-
Notifications
You must be signed in to change notification settings - Fork 642
Description
Describe the bug
A clear and concise description of what the bug is.
Service accessing the DB runs into connection refused/connection timeout errors.
Expected behavior
The application should always be able to communicate with the db.
Screenshots
Deployment:
The DB cluster is a postgres cluster deployed with postgres operator, with 1 primary instance
and 2 replica instances.
Diagnosis:
Upon examining the cluster, the primary instance had its WAL PVC filled up, and was crashing with 'No space left on device'.

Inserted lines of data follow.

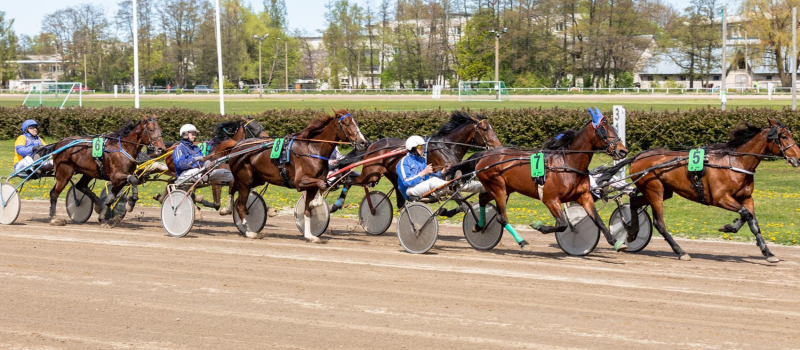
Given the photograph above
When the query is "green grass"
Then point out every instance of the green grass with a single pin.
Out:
(777, 198)
(251, 106)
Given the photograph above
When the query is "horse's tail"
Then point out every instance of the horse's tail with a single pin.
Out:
(467, 166)
(608, 173)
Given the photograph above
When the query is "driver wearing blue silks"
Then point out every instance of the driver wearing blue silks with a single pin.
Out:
(189, 161)
(26, 146)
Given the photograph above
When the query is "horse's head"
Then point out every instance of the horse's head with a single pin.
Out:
(347, 130)
(150, 136)
(485, 135)
(781, 143)
(605, 136)
(252, 128)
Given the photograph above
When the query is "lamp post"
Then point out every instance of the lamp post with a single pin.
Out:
(497, 35)
(260, 41)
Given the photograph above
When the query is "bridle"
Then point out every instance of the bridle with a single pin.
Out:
(775, 134)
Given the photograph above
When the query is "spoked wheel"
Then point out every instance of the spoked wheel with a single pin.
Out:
(256, 214)
(582, 235)
(118, 209)
(9, 205)
(492, 230)
(320, 217)
(417, 228)
(177, 213)
(378, 223)
(645, 227)
(79, 205)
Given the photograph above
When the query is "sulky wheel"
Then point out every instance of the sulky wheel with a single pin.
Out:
(417, 228)
(177, 213)
(378, 222)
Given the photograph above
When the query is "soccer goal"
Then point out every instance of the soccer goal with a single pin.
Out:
(482, 91)
(58, 95)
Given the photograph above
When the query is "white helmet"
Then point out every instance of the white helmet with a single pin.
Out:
(414, 141)
(187, 128)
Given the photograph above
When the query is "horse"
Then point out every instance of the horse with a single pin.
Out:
(727, 181)
(225, 137)
(506, 170)
(448, 146)
(117, 165)
(308, 153)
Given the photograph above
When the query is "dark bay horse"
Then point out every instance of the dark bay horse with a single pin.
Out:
(225, 137)
(307, 166)
(118, 164)
(727, 181)
(447, 147)
(505, 171)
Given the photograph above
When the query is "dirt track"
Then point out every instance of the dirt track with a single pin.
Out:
(83, 287)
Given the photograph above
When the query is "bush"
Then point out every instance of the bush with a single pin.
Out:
(527, 127)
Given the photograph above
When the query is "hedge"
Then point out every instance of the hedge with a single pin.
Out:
(527, 127)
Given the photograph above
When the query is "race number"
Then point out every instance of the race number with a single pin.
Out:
(537, 164)
(97, 147)
(277, 146)
(696, 157)
(204, 148)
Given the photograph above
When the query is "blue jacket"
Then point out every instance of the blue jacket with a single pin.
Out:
(30, 142)
(186, 156)
(408, 170)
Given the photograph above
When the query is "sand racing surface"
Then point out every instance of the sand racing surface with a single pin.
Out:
(132, 287)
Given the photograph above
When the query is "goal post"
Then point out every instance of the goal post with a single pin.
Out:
(482, 91)
(57, 95)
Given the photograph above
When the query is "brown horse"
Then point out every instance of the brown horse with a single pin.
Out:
(225, 137)
(727, 181)
(447, 147)
(308, 153)
(117, 164)
(505, 171)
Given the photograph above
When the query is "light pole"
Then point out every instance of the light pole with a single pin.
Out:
(286, 62)
(260, 41)
(497, 35)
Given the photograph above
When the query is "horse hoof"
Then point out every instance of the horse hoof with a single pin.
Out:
(58, 222)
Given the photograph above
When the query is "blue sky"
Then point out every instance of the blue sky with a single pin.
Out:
(302, 14)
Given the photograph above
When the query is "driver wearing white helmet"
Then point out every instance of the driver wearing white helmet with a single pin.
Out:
(417, 178)
(189, 160)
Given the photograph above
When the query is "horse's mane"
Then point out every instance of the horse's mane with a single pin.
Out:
(738, 137)
(222, 132)
(562, 142)
(457, 120)
(315, 128)
(125, 130)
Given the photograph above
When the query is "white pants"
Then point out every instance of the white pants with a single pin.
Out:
(435, 182)
(216, 176)
(27, 161)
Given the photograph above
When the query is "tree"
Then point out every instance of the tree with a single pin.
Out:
(8, 47)
(770, 21)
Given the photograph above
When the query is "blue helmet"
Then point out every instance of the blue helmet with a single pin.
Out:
(27, 124)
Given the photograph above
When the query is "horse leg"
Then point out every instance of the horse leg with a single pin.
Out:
(750, 210)
(83, 186)
(62, 178)
(312, 186)
(655, 199)
(342, 196)
(498, 191)
(587, 202)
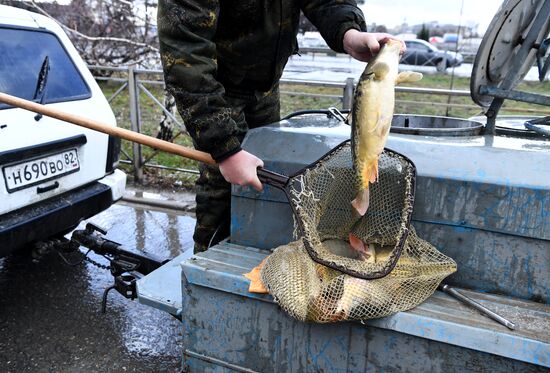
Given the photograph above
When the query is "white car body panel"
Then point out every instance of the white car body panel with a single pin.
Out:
(22, 130)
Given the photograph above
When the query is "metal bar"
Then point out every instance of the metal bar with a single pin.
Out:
(136, 125)
(531, 98)
(118, 91)
(347, 100)
(125, 154)
(110, 79)
(517, 63)
(449, 290)
(169, 114)
(164, 204)
(108, 68)
(304, 94)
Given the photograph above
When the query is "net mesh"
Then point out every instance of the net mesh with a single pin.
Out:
(319, 278)
(321, 199)
(312, 292)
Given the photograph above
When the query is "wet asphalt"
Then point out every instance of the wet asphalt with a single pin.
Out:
(50, 319)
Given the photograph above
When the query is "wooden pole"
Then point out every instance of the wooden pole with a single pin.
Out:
(110, 130)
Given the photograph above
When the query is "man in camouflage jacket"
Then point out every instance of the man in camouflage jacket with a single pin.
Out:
(222, 62)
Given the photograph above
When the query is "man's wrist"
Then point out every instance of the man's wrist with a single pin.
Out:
(347, 39)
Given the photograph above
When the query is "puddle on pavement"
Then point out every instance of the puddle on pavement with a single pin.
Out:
(50, 313)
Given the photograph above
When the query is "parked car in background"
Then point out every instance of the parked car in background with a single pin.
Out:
(421, 53)
(52, 174)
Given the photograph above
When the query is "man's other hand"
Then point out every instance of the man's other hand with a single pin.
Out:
(363, 46)
(241, 168)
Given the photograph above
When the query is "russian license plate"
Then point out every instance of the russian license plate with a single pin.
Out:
(28, 173)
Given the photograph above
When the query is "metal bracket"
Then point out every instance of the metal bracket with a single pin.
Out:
(125, 266)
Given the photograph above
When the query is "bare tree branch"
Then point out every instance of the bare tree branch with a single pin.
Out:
(94, 38)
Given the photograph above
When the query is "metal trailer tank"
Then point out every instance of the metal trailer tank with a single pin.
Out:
(482, 198)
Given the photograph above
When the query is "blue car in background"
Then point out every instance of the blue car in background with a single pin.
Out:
(421, 53)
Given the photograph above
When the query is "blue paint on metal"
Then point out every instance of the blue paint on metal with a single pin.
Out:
(441, 319)
(461, 189)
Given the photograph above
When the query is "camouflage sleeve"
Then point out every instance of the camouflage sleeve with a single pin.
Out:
(333, 18)
(186, 29)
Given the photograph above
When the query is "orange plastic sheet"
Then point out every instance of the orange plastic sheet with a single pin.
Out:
(256, 284)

Only the primary instance out of the 1 primary and 2 replicas, had its WAL PVC filled up. Deleting the primary pod recovered the cluster temporarily,
as one of the replicas was promoted to be the primary and then the new primary WAL PVC started filling up in a few hours and reached 100% capacity.
We could see that the old WAL segment files on the primary instance under pgwal dir were not being cleaned as new segment files continued to get created.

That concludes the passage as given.